Management strategies for fusarium wilt are generally focused on preventive measures as no effective control measures are available yet.¹ These include the use of resistant cultivars, soil fumigation treatments, pesticide application and biological methods. The use of resistant tomato cultivars provides some degree of control, however, the occurrence and development of new pathogenic races are a recurring challenge resulting in no commercially acceptable tomato cultiva.^1,6 The use of soil fumigants, especially sulphur based, only suppresses the disease. Similarly, the pesticides that is available for this disease is deficient, and as a result, the rise of new fungicide-resistant pathogens species is of major concern.¹⁰ Furthermore, the risks of non-target effects of the pesticides and the resulting adverse environmental impact have attracted concern. Therefore, there is an interest in technologies that will reduce dependency on chemical pesticides, which are predominantly synthetic.¹¹ Biological method of managing plant diseases, including the use of composts and biological control agents, has received attention as a better alternative to the intensive use of chemically synthesized products. Biological method of approach is generally safer and has a minimal environmental impact.¹¹ Compost is biodegradable, and less expensive to develop, compared to fungicides. Effectiveness of composts including Spent Mushroom Compost against plant diseases caused by a broad range of pathogens, such as bacteria, fungi and nematode species, has been demonstrated in various studies.^12–15

Spent Mushroom Substrate Compost - the substrate left after a full mushroom crop harvest is a by-product of mushroom production. It is rich in diverse microorganisms, such as disease antagonistic bacteria and fungus. It is biodegradable, safe to apply and less expensive to develop. It naturally suppresses pathogens in the soil that cause plant damage and decline in yields. More so, its use in organic agriculture, zero waste integrated farming system as well as integrated disease management is receiving attention lately as its accumulation in mushroom production industries can become a nuisance to the environment if more alternative uses are not found for it, hence this study proposes its use to combat the pathogen- Fusarium oxysporum f.sp. lycopersici(Fol).

Experimental site

All experiments in this study were conducted at the roof top garden and in the Laboratory of the Plant Pathology unit, Crop Protection and Environmental Biology Department, Faculty of Agriculture and Forestry, at the University of Ibadan.

Sources of materials

Spent Mushroom Composts were collected from a mushroom farm (LTC Mushroom farm) in Osogbo. Tomato seedlings showing vascular wilts symptoms were obtained from field sampling of different tomato growing areas including farms in: NIHORT, Ibadan and Ogbomoso, Oyo State, Nigeria.

Field sampling

Random sampling was done to collect diseased seedlings in the field.
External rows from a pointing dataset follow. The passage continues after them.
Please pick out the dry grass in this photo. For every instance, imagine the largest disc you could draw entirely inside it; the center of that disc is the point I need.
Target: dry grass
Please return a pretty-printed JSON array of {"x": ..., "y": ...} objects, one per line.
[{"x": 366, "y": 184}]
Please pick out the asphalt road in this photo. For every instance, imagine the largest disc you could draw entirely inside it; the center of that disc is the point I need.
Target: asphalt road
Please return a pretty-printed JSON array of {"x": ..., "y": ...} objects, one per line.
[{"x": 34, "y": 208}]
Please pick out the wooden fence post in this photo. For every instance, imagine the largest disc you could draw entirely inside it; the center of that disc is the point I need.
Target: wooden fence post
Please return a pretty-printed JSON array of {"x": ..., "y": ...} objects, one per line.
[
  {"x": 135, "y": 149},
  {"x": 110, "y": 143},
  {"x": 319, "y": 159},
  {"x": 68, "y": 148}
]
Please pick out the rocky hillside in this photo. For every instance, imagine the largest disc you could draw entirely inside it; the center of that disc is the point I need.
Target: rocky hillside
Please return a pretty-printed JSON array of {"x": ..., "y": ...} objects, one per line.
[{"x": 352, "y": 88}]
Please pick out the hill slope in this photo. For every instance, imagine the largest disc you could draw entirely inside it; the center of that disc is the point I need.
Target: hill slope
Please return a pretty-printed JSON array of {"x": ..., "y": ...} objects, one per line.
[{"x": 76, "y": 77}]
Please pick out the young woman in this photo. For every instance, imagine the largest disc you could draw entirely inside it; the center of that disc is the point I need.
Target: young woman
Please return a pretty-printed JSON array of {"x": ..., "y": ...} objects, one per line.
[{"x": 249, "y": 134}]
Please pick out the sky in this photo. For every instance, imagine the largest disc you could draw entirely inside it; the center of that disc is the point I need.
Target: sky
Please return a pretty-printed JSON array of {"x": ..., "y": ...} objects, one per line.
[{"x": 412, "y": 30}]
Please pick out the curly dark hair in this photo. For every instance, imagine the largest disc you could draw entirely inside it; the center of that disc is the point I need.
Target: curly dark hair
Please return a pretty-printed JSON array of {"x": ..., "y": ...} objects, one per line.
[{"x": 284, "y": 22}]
After thorough examination through visual observation of wilted, chlorotic tomato seedlings, leaf curling, marginal necrosis etc. And some diagnostic tests such as cutting the back of the stems for brown colorations. The samples were packed in separate envelopes with labeling indicating date of collection and observations noted. Soil samples around the rhizosphere were also randomly collected, bulked and packed in separate envelopes. All envelopes were brought into the laboratory and used for the isolation of the causal pathogens.

Preparation of spent mushroom compost

The spent mushroom composts collected (Plate 1) after a full harvest of mushroom crop were bulked, mixed homogenously, air dried, blended, and then stored for subsequent use.
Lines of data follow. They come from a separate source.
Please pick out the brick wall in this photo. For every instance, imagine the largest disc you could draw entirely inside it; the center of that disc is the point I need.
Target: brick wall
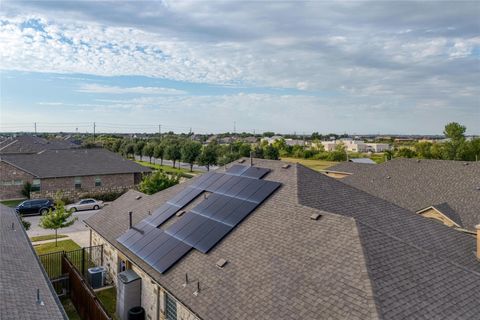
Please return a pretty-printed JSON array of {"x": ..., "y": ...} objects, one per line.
[
  {"x": 11, "y": 181},
  {"x": 66, "y": 185},
  {"x": 153, "y": 294}
]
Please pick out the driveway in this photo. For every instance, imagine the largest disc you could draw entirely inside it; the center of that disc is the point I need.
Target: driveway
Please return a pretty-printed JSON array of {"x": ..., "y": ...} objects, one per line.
[{"x": 78, "y": 232}]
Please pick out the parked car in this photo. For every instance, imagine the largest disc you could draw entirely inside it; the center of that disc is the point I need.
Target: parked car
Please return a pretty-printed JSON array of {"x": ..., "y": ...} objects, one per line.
[
  {"x": 37, "y": 206},
  {"x": 85, "y": 204}
]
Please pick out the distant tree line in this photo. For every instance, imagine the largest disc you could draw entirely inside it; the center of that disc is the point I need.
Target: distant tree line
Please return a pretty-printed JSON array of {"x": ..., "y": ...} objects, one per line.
[{"x": 457, "y": 147}]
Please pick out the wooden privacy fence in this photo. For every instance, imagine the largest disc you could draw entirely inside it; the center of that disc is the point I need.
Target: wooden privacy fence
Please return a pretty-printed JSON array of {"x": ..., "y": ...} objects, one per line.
[{"x": 83, "y": 298}]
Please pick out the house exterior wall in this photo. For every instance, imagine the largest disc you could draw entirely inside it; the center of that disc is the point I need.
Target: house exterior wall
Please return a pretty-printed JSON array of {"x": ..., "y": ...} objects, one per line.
[
  {"x": 12, "y": 180},
  {"x": 153, "y": 294},
  {"x": 66, "y": 185}
]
Sterilization of Materials

Petri dishes and other glassware such as beakers, conical flask, measuring cylinders, and test tubes, etc. were washed with detergent, rinsed in clean tap water, dried and sterilized in an hot air-oven (at 1600C) for at least 2 hours. Metals including inoculating needles, wire loops, forceps, spreader, scapel were always sterilized by exposure to the blue part of burning flame till red hot. Working table tops and hands were always surface sterilized with 75% ethanol.

Preparation of growth media

Potato Dextrose Agar (PDA) medium was prepared by dispensing 39g of PDA in 1 L distilled water in a conical flask, plugged with cotton wool, properly wrapped, and sterilized at 121°C for 15 minutes, The medium is allowed to cool to around 450C then acidified by adding 1 mlL of lactic acid. The cooled agar was dispensed aseptically into sterile glass Petri-dishes inside the inoculating chamber and allowed to cool down to solidify.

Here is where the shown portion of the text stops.